# Aquael Resin Rocks (Drs Foster & Smith)



## Box Of Water (Sep 24, 2005)

Just wondering if anyone has these & could tell me about durability, quality, etc. I didn't see anything in the reviews section, & search turned up nothing. Thanks!
http://www.drsfostersmith.com/Product/P ... 843+113714


----------



## cturner (Mar 21, 2006)

I don't have any experience with that particular brand but I was assume that all resin items are pretty much the same. I have had some resin rocks in my tank for over 3 years and it's still good and the color is not coming off. I know some people say the color comes off from their pleco, but I haven't had that problem yet.


----------



## BSO (May 14, 2004)

I bought 2 small, 1 medium, 1 intermediate, and 1 large. they are kinda fragile (intermediate had a broken end in shipping) but my fish love them. Once in the tank they are fine, the only time I would worry about them breaking or cracking is if you physically handle them.

BSO


----------



## gryhouse (Dec 27, 2004)

I have all sizes in my 180. LOVE this stuff!!!!! It looks absolutely amazing once you get a coat of algae on it. My fish love it too. Just be careful to run your fingers along all edges before you put it in your tank (inside the "rock" too). Because it's molded - there are some "excess" spots that can be quite sharp. Would hate to have any of my fish run into these if spooked. However, they break off pretty easily and then are fine.


----------



## marktheshark (Oct 11, 2005)

Interesting, very interesting. I see that they are 30% off right now as well.


----------



## gryhouse (Dec 27, 2004)

Here are a copy of shots of what they look like, "aged". Please excuse the dirty glass and funky reflections (tank cleaning is in the morning...  ).

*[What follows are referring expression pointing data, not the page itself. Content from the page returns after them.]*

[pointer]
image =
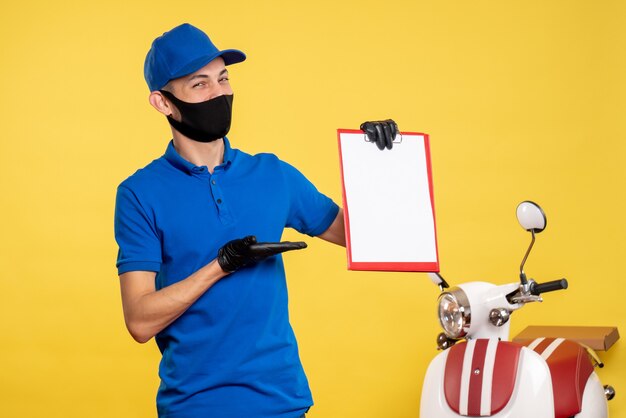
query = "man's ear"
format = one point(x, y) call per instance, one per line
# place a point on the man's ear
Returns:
point(160, 103)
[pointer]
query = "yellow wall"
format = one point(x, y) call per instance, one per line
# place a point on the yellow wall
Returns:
point(522, 99)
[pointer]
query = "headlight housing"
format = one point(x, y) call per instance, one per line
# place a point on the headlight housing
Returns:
point(454, 312)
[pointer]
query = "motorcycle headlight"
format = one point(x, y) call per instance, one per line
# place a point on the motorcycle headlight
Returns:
point(454, 312)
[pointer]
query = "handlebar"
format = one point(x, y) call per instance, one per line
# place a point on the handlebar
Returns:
point(537, 289)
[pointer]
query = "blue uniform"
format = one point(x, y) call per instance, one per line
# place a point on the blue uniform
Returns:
point(233, 353)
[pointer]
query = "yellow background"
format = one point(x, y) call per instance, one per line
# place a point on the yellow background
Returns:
point(522, 99)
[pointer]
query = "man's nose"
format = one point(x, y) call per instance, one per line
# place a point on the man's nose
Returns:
point(219, 90)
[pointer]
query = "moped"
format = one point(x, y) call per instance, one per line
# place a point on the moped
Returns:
point(480, 373)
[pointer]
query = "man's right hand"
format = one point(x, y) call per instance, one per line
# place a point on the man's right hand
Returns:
point(238, 253)
point(382, 132)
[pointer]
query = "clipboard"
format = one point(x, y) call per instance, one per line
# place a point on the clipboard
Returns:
point(388, 202)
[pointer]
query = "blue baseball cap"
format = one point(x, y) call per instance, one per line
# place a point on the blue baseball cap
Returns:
point(182, 51)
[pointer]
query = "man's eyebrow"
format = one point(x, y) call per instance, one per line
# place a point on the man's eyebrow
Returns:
point(224, 71)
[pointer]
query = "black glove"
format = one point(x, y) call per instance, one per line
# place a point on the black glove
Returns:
point(382, 132)
point(240, 252)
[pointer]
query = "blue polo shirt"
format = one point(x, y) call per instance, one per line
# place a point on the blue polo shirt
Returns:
point(233, 353)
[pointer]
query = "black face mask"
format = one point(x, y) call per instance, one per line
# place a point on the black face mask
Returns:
point(204, 121)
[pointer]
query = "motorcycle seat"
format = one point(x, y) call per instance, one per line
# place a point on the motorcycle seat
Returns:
point(570, 369)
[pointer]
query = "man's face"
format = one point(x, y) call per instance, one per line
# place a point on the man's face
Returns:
point(208, 82)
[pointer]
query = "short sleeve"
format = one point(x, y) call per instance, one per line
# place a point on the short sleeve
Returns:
point(310, 212)
point(136, 235)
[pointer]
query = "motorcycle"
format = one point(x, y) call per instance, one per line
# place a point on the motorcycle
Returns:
point(481, 373)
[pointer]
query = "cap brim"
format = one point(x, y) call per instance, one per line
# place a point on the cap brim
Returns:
point(230, 56)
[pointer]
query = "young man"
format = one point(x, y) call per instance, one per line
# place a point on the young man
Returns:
point(192, 273)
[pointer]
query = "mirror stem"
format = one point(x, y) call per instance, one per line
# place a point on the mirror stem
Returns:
point(522, 275)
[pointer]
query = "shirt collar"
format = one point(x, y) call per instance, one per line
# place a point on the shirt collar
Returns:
point(174, 158)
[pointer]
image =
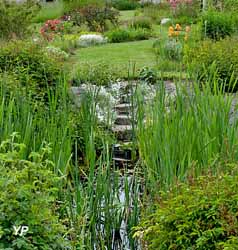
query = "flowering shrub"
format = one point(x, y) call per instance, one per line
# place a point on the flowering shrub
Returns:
point(177, 32)
point(91, 40)
point(199, 215)
point(217, 25)
point(51, 28)
point(15, 18)
point(175, 3)
point(29, 197)
point(35, 70)
point(95, 17)
point(125, 35)
point(172, 48)
point(185, 11)
point(57, 52)
point(217, 60)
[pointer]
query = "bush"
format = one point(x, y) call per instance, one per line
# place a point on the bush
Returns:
point(28, 198)
point(230, 5)
point(34, 68)
point(199, 215)
point(217, 25)
point(187, 12)
point(217, 60)
point(125, 35)
point(148, 75)
point(156, 12)
point(91, 40)
point(16, 17)
point(125, 4)
point(95, 17)
point(141, 23)
point(99, 74)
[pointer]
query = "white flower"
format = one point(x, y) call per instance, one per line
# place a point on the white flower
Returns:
point(91, 40)
point(57, 51)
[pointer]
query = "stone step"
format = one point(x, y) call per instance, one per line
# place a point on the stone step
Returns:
point(121, 162)
point(123, 108)
point(123, 132)
point(120, 152)
point(123, 120)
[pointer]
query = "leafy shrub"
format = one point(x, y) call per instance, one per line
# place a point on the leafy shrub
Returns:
point(28, 197)
point(51, 28)
point(217, 25)
point(99, 74)
point(57, 52)
point(16, 17)
point(91, 40)
point(217, 60)
point(51, 11)
point(148, 75)
point(35, 70)
point(230, 5)
point(199, 215)
point(125, 35)
point(95, 17)
point(168, 49)
point(141, 23)
point(125, 4)
point(186, 12)
point(156, 12)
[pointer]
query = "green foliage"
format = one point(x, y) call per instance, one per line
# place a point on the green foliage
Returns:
point(217, 25)
point(95, 17)
point(230, 5)
point(156, 12)
point(148, 75)
point(28, 197)
point(199, 215)
point(187, 12)
point(98, 74)
point(16, 17)
point(49, 11)
point(217, 60)
point(171, 49)
point(70, 5)
point(125, 4)
point(141, 23)
point(124, 35)
point(33, 67)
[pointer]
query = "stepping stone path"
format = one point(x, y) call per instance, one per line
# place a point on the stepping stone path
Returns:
point(123, 109)
point(122, 126)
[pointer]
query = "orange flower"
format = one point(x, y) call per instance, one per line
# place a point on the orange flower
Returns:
point(187, 29)
point(178, 27)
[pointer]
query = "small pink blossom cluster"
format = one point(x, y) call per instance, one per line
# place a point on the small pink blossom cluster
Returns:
point(51, 28)
point(174, 3)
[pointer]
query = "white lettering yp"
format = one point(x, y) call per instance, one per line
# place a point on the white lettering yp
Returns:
point(24, 230)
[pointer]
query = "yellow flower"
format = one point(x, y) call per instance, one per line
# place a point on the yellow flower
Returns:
point(178, 27)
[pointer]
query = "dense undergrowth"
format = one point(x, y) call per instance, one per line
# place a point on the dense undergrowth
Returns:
point(58, 177)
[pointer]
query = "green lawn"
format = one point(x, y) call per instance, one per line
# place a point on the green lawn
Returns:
point(122, 56)
point(126, 15)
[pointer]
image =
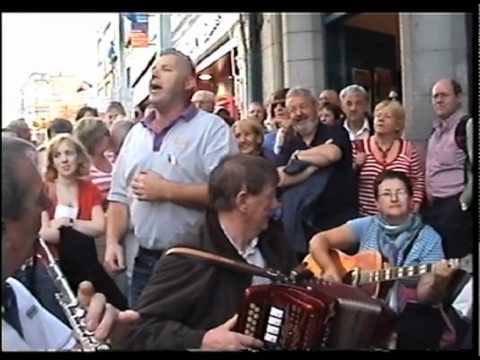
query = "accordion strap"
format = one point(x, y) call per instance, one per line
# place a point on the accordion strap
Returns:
point(226, 262)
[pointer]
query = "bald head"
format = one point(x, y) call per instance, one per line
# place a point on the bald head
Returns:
point(446, 95)
point(173, 81)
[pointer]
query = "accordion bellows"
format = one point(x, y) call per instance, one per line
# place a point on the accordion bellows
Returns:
point(314, 316)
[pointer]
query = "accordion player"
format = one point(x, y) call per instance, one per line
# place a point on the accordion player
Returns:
point(313, 316)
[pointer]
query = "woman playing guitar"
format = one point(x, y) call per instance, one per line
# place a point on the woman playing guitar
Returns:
point(398, 234)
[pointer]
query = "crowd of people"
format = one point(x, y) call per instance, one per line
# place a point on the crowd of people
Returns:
point(300, 176)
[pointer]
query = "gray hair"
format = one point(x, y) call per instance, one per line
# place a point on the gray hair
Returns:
point(14, 189)
point(353, 89)
point(239, 172)
point(303, 92)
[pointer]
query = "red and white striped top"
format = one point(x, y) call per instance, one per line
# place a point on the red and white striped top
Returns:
point(407, 161)
point(102, 179)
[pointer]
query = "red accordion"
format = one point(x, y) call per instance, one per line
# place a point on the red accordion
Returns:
point(316, 315)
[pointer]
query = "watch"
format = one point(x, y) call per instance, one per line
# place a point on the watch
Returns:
point(295, 154)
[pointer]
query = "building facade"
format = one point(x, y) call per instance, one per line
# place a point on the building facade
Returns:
point(405, 52)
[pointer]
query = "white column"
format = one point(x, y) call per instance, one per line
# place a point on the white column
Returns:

That is the large rock on the left. Leaned against it is an actual piece of TX Holey Rock and then the med rock in behind the Holey Rock.


----------



## Box Of Water (Sep 24, 2005)

Thanks all! Appreciate it! Any concerns witht he paint coming off over time? I've had other fake rocks in the past which had this issue, mostly from a major chain store. But what do you expect from one of those, right? My intention is to use a few of the larger ones & stack real rock on some of the others. Is it too fragile to do that you think?


----------



## gryhouse (Dec 27, 2004)

I wouldn't stack anything too heavy on it. As you can see - I leaned stuff on it... I have some smaller rocks stacked on my long/short piece of Aquael. I'm not very worried about the paint coming off. This stuff was designed for aquarium use, so I'm assuming they know what they are doing. Good luck! :thumb:


----------



## Box Of Water (Sep 24, 2005)

Thank you so much! I'll order some tomorrow!


----------



## RobD (Jun 25, 2004)

I bought those red lava resin rocks from a Big something.com place when I had my 46g bowfront. About 6 months later, the red was flaked off all over the place on all 4 pieces. This was the painted kind, because the interior was white. I gave them away to the person that bought my tank and haven't bought an artifical decoration since.


----------



## almo (Jun 24, 2006)

I never did see the big darw to these things. Perhaps in a 10 gallon or smaller, for the issue of weight. I guess the look nice enough. I have had a few such thing and they always go bad after a couple of year. In my experience anyway. I thought the prices were ok enough, as long as the give you combined shipping on larger orders.

Personally I will just stick with good old natural rock.


----------



## DJRansome (Oct 29, 2005)

Some posts edited to remove vendor names and feedback so that we can keep all feedback in the Reviews section. Thanks!


----------



## Galloyien (Jun 22, 2009)

I bought 4 of these a year ago. They were all broken when they arrived. Lucky for me I was able to ship them back. I wouldn't suggest buying them.


----------



## Jonesboy75 (May 11, 2007)

I bought a large one a few years back and loved it. As someone else mentioned, they look great when coated with algae. I also attached several Java Ferns to mine to complete the natural look. I never had a problem with flaking or anything else but I only had it a year or two so I can't say what would happen to it over the course of time.


----------



## BoostedX (Mar 1, 2009)

Check these rocks out... http://kensfish.com/Chichlidstones.html They have a small vid of them actually in a tank and I have to admit they dont look that bad.. I dont personally have any of them.


----------